Improved detection of coarctation of the aorta using speckle-tracking analysis of fetal heart on last examination prior to delivery.

OBJECTIVE

The false-positive rate for prenatal diagnosis of coarctation of the aorta (FP-CoA) commonly exceeds 50%, with an accurate detection rate of < 50%. This study was conducted to determine if the sensitivity for prenatal detection of true CoA and the FP-CoA rate could be improved by evaluating the fetal epicardial size and shape in the four-chamber view (4CV) and the endocardial right (RV) and left (LV) ventricular size, shape and contractility.

METHODS

We analyzed retrospectively Digital Imaging and Communications in Medicine (DICOM) clips of the 4CV from the last examination prior to delivery in a series of 108 fetuses with CoA suspected prenatally by pediatric cardiologists using traditional diagnostic criteria.

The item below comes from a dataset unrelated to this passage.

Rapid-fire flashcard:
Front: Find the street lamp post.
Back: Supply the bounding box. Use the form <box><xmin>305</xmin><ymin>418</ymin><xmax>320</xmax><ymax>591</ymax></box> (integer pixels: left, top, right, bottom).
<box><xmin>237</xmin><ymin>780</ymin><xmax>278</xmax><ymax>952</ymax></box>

Postnatal evaluation distinguished those fetuses which subsequently required CoA surgery (true positives; true CoA) from those that were FP-CoA. Postnatal cardiac abnormalities were identified for each group. For the prenatal evaluation, we measured the 4CV end-diastolic epicardial area, circumference, length, width and global sphericity index. Speckle-tracking analysis was used to compute the endocardial RV and LV end-diastolic area, length, 24-segment sphericity index, 24-segment transverse width and the following functional parameters: fractional area change; global longitudinal, free-wall and septal-wall strain; basal-apical-length, basal free-wall and basal septal-wall fractional shortening; septal-wall annular plane systolic excursion; 24-segment transverse-width fractional shortening; and LV end-diastolic and end-systolic volumes, stroke volume, cardiac output and ejection fraction. In addition, the RV/LV end-diastolic area ratio was computed. Using a control group of 200 normal fetuses, the mean and SD for each of the above cardiac measurements was used to compute the Z-scores for each measurement in each of the 108 study fetuses. Logistic regression analysis was then performed on the Z-score values to identify variables that separated the true CoA group from the FP-CoA group.

RESULTS

Of the 108 study fetuses, 54 were confirmed postnatally to have true CoA and 54 were FP-CoA. Right/left area disproportion > 90  centile was present in 80% (n = 43) of the true-CoA fetuses and 76% (n = 41) of the FP-CoA fetuses. Fetuses with true CoA had a significantly greater number of associated cardiac abnormalities (93%, n = 50) compared with the FP-CoA fetuses (61%, n = 33) (P < 0.001). The most common associated malformations were bicuspid aortic valve (true CoA, 46% (n = 25) vs FP-CoA, 22% (n = 12); P < 0.01), aortic arch hypoplasia (true CoA, 31% (n = 17) vs FP-CoA, 11% (n = 6); P < 0.01), ventricular septal defect (true CoA, 33% (n = 18) vs FP-CoA, 11% (n = 6); P < 0.05) and mitral valve abnormality (true CoA, 30% (n = 16) vs FP-CoA, 4% (n = 2); P < 0.01). Logistic regression analysis identified 28 variables that correctly identified 96% (52/54) of the fetuses with true CoA, with a false-positive rate of 4% (2/54) and a false-negative rate of 4% (2/54). These variables included the epicardial size in the 4CV, size and shape of RV and LV, and abnormal contractility of RV and LV. The area under the receiver-operating-characteristics curve was 0.98 (SE, 0.023; 95% CI, 0.84-1). There was no significant difference in the percent of fetuses with RV/LV area disproportion between those with CoA and those that were FP-CoA.

CONCLUSIONS

Speckle-tracking analysis of multiple ventricular measurements may be helpful to refine the diagnosis in fetuses that are suspected to have CoA prenatally. © 2020 International Society of Ultrasound in Obstetrics and Gynecology.